My entire career I have worked with very talented developers. I have seen their journey, how they evolved from a cowboy coder to a better programmer. But my observation is, being a great software developer is more than how good programmer you are. I call these great software developers “Rockstars”. I believe a rockstar developer can be defined with 3 core attributes.
- Analytical Skill
- Technical Know-how
- Experience of best practices.
I put them on three side of a triangle. Let me I call it Rockstar triangle.
The area inside the rockstar triangle tells you how great software developer you are. The more area you have in there, it's good for you.
Now how do I define these three? Let’s start with Analytical Skill. It’s part of our cognitive ability and hardwired to the brain. Wikipedia has the following definition “Analytical skill is the ability to visualize, articulate, and solve both complex and uncomplicated problems and concepts and make decisions that are sensical based on available information. Such skills include demonstration of the ability to apply logical thinking to gathering and analyzing information, designing and testing solutions to problems, and formulating plans.”
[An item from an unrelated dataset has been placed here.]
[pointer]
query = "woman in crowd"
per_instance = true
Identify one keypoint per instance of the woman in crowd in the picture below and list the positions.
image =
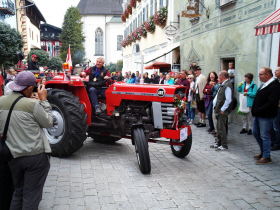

Why a great software developer needs great analytical skill? Well, that’s what we do, “apply logical thinking to gathering and analyzing information, designing and testing solutions to problems, and formulating plans.”” That’s the core, if you are not strong at analytical, go ahead, there is lot of other nice professions out there, be happy with them.
How would you know if you have great analytical skill? If you have it you probably already know. If you want to check as a programmer if you have it enough, one way to test your skill is to try some simple ACM problems.
Technical Know-how is the second biggest deal. You need a very strong, in depth, transparent vision of the technology you are working with. Don’t get me wrong, I am not talking about “Working Knowledge” that we play with our day to day business. It's more of a complete understanding of the topic including how it was built, how it works and how it can be used. I think you can relate to the fact that in most cases we just deal with the last part - how it can be used. I always ask myself when I come up with a new technology, framework or component, could I build it myself. Until your answer is yes, well, you need to dig deeper.
Finally the best practices. You must learn and make them a part of your habit. By best practices I mean the design patterns, architectural patterns, SOLID principles, coding standards, code smells and refactoring, agile techniques, unit testing, dependency injections, AOP, NuGets, xml documentation of code and so on. All this have to be inherent to you, anything you build should have these in them without much conscious effort. They are called practices; you have to practice them to get a grip on them.
Many developers works all around world who are building software. Most of them are just doing this in a way that they can. A rockstar would build software in a way that it's should have been built. The question is how far you will walk to achieve the perfection?